Het is belangrijk dat zo'n 'vertaling' laagdrempelig blijft — maar wat aanspreekt lijkt per mens te verschillen. Maar soms lijkt het dat denkers genoegen nemen met een ingewikkelde beschrijving die nauwelijks te vertalen is, maar slechts gewaardeerd kan worden om een logische consistentie.

Een verschil in de filosofie dat vaak wordt gemaakt is tussen de analytische en continentale traditie. Als we die tegen deze achtergrond beschrijven, is de analytische traditie vooral uit op meetbaarheid en doet ze weinig of geen beroep op gevoel, en is de continentale traditie vooral uit op gevoel. De continentale traditie moet oppassen dat ze geen ingewikkelde maar lege of onware beschrijvingen geeft. De analytische traditie moet in het oog houden waarnaar ze zoekt: niet naar slechts een ontrafeling van beschrijvingen, maar naar een analytische duidelijkheid in de op verschillende manieren beschreven praktische en reële zaken.

Zoals filosofie een vertaling is die beroep doet op ethische of andere gevoelens, is literatuur ook een vertaling. Beiden hebben ze echter hun eigen karakteristieken: filosofie maakt zo veel mogelijk gebruik van rationaliteit en concepten, literatuur zo min mogelijk. Welke het eerst bij de waarheid arriveert? Ik denk dat geen van beiden daarin boven de ander uitsteekt. Maar goede literatuur lijkt zeldzamer en moeilijker; filosofie heeft meer traditie en methode. Daarentegen is het resultaat bij literatuur waarschijnlijk laagdrempeliger en in dat aspect beter.
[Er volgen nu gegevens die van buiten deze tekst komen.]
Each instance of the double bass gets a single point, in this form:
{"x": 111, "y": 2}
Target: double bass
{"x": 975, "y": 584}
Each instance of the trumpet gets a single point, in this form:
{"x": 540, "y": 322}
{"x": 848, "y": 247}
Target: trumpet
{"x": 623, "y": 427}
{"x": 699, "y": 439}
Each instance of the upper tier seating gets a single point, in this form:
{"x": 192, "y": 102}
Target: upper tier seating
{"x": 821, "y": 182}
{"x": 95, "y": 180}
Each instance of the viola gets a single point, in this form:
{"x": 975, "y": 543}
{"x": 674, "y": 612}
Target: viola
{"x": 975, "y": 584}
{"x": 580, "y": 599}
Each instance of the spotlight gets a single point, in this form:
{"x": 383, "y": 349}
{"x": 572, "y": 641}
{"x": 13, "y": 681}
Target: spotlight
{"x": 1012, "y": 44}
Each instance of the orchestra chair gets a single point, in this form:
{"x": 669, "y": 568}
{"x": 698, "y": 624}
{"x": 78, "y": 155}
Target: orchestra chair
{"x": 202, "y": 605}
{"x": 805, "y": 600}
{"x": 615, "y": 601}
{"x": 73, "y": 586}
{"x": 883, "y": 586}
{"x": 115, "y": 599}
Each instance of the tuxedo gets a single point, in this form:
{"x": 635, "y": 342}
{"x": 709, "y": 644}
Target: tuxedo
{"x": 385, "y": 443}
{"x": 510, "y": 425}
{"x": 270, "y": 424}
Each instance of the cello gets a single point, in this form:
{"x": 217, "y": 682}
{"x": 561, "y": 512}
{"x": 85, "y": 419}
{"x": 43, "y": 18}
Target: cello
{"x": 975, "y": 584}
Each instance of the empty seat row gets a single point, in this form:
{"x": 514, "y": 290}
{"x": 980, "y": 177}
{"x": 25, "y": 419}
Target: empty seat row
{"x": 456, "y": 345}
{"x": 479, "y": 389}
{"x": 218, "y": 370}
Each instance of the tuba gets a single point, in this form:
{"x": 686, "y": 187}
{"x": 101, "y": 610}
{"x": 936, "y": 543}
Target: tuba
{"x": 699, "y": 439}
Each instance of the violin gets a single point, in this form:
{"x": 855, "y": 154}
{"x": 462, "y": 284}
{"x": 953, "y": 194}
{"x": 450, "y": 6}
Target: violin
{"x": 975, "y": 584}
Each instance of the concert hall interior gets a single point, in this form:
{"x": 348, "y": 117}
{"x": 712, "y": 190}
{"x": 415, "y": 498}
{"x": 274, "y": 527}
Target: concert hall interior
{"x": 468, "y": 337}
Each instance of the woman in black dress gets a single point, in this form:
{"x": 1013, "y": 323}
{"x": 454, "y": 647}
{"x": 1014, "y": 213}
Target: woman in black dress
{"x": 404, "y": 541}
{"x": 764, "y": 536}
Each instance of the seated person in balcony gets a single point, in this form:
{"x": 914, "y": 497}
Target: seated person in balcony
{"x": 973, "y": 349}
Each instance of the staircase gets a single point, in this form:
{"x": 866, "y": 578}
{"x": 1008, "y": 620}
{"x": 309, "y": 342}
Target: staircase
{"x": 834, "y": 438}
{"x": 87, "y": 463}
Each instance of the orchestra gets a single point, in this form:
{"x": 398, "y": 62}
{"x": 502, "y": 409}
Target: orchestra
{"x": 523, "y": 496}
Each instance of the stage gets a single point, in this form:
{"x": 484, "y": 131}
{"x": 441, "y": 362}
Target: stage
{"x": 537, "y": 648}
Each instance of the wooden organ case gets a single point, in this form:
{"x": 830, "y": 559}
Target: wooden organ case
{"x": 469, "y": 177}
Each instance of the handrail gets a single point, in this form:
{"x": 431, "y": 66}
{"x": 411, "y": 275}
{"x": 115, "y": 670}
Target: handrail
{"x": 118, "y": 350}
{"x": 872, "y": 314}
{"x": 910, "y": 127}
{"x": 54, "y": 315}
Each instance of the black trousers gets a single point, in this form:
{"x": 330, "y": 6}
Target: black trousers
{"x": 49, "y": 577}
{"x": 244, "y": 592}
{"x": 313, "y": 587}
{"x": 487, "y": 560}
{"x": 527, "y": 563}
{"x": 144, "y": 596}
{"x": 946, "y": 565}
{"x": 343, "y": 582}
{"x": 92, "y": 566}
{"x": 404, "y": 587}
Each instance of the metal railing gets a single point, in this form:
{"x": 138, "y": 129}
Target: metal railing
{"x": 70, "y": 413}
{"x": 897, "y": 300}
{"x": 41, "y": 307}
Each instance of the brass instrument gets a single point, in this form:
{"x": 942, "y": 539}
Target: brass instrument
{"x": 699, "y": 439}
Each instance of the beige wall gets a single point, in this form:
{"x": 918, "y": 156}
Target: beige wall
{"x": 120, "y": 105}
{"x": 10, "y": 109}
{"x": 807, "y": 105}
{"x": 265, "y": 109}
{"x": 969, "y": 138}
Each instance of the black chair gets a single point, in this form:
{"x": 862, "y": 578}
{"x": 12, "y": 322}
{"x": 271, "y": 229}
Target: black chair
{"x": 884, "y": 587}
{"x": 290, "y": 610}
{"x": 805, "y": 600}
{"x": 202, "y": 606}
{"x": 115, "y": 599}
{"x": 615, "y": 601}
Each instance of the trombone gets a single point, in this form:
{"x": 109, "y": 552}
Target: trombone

Het vinden van de waarheid, vanuit christelijk perspectief, is sowieso een wijsheid die door God gegeven wordt — aan wie dan ook. Maar ook echte wijsheid heeft geen perspectief zonder geloof in God: "Zonder het geloof is het onmogelijk God welgevallig te zijn; wie bij God wil komen, moet geloven dat Hij bestaat en dat Hij allen beloont die Hem zoeken" (Brief aan de Hebreeën, hoofdstuk 11).

vrijdag 14 januari 2011

Joodse filosofie

Zojuist een examen Joodse filosofie afgelegd. Eigenlijk, zo schreef mijn docent Prof. Dr. Luc Anckaert in de cursustekst, is Joodse filosofie een ontmoeting van het uitgangspunt van de joodse religie en het uitgangspunt van de filosofie. Waar de filosofie bestaat in begrippen, in denken, in het formuleren van abstracte, tijdloze waarheden, bestaat de joodse (of ook christelijke) religie in ervaringen, in traditie, in het luisteren naar dingen die op de man af (particulier) zijn. Wat gebeurt er eigenlijk als religieuze uitgangspunten worden vertaald naar filosofie? Worden ze niet uit hun betekeniscontekst gerukt? Desondanks zijn er Joodse filosofen.

Maar sommige dingen zijn nu eenmaal niet redelijk te begrijpen. In de joodse filosofie is een voorbeeld de Shoah. De ervaring van catastrofe maakt filosofie onmachtig. En ook andere dingen blijken onbegrijpelijk.

Dat maakt dat sommige dingen beter in verhalen (betekenisvol spreken) te vatten zijn dan in begrippen. En betekenis van dat spreken is dan niet het vatten in begrippen, maar het persoonlijk ervaren ervan. Een mooi voorbeeld zijn de commentaren van Emmanuel Levinas (1906-1995) op de Talmoedcommentaren (de Talmoed is in de joodse traditie de mondelinge overlevering van de Torah). Bij zijn interpretatie van de Talmoedcommentaren gaat het niet om kijken en herhalen, maar om luisteren en uit jezelf spreken. De eigen interpretatie wekt de tekst tot leven.

Zo wordt Levinas' commentaar op de Berakhot met de titel 'Et Dieu créa la femme' een rijke bespreking van de thema's van de menselijke conditie: animaliteit versus rationaliteit, geweten (Gods opdracht) versus vrijheid (en neigingen), de onbedektheid voor God en het dragen van de ander (ethiek). Die bespreking gaat dan onweerstaanbaar verder over de schepping van man en vrouw. Het seksuele is niet primair en bepalend voor het zijn, stelt Levinas, maar het mens-zijn is voor zowel de man als de vrouw bepalend. Voor beiden geldt het appèl van de naaste (de 'ander'). Centraal staat ook het thema van de zoon, wat staat voor de toekomst, in het bijzonder de toekomst van de Messias -- tegenover de catastrofe van het bestaan.